War, war and war. That’s what they have to offer and highwayscribery hopes you’re in the weapons dealing business because otherwise your just another citizen whose lost their civil rights in a declining country.
Meanwhile, John McCain seems to have revived his presidential prospects with a commercial mocking Hillary Clinton’s support of a Woodstock Museum in New York.
McCain said at a recent debate that he was “sure it was a cultural and pharmaceutical event” and then used the recording of his big laugh-line in the commercial as voice over to images from that great day in American history. “I was tied up at the time.”
Oh well good for you. As the scribe sees it those dancing people were upset you and others were over there killing and being killed; they were leading by example, showing how life should be lived with joy and in community rather than under the perpetual rain cloud the Republicans promise.
You have to love the Republican way. Your chances of getting into the true club (not the one that merely votes for it) are pretty slim, but they’ll mock you for being an outsider every chance they get.
With all the squalor and misery, with the perpetual fear, the environmental degradation and enmity between peoples all over the world, they have maintained throughout the years a smug smirk reserved for those who would dance and preach peace.
For the Party Party.
It’s worth noting the Woodstock museum funding Clinton voted for was $1 million.

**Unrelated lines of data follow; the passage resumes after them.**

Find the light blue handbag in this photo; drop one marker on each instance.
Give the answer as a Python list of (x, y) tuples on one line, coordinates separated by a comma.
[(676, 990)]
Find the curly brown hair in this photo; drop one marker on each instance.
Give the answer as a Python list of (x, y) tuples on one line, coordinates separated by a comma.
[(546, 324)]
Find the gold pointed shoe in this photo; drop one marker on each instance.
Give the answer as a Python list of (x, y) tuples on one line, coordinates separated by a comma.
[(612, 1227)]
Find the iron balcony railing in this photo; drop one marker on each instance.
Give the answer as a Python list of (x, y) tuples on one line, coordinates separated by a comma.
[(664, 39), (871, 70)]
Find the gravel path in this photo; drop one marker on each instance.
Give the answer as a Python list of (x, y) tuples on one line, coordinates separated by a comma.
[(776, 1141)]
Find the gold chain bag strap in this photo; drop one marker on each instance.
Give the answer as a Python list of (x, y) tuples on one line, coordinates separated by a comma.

Last time the scribe looked, the Iraq war, which McCain is dead set against ending, had cost $463 billion, but that was half an hour ago.
And now a little something about Woodstock...
the highway scribe did not make it to the actual festival, although even at the age of 10 its tremors shook him from a distance.
A year later, his mom took the scribe, his sister Rosemary, and baby brother Bradley, up to Woodstock. It was near the place where they made Corning Wear, which mothers cooked their casseroles in back then.
The town was overrun by long-hairs whom, as has been the case across urban American in ensuing years, had done much to improve it with color, creativity, art, and vibrance. the scribe bought a patch for his jeans that said “LSD” designed in the same graphic style as the STP Oil label, which seems to have disappeared from the commercial scene.
At one point in our incense-inspired walk through the leafy burg, we stopped to watch a stream flow under a small wooden bridge. We were approached by a young man with a beard that made him appear less young to us. Our mother was elsewhere, but this was in a time before amber alerts.
UnAmerican, he talked nothing about himself, but patiently asked questions of us and recorded the answers in a notebook. He assured us that we were very interesting and that he should know, because that is what he was dedicated to doing: listening to people and recording their stories. He left with a smile shortly thereafter. We were never abducted or molested.
the highway scribe made a career out of his shining example.
Years later, the scribe and friends used to go to a nearby independent theater to see the Woodstock movie, which you may not know, was edited by Martin Scorcese. The music, of course, is astounding, but what used to excite the crowd most were the words of an old-timer on a porch who spoke to the film makers.
The exact words escape now, but to paraphrase he said that people of the rural farm town did not quite know what to think when all these scruffy items waltzed in singing, dancing and drinking, but that as the days wore on, it seemed to him their behavior was unimpeachable, that their example was one that might serve the whole world, that they’d be welcome back any time they saw fit to return, which he hoped would be soon, and that he himself would never forget how wonderful they were.
In today’s world, that’s worth $1 million and a museum.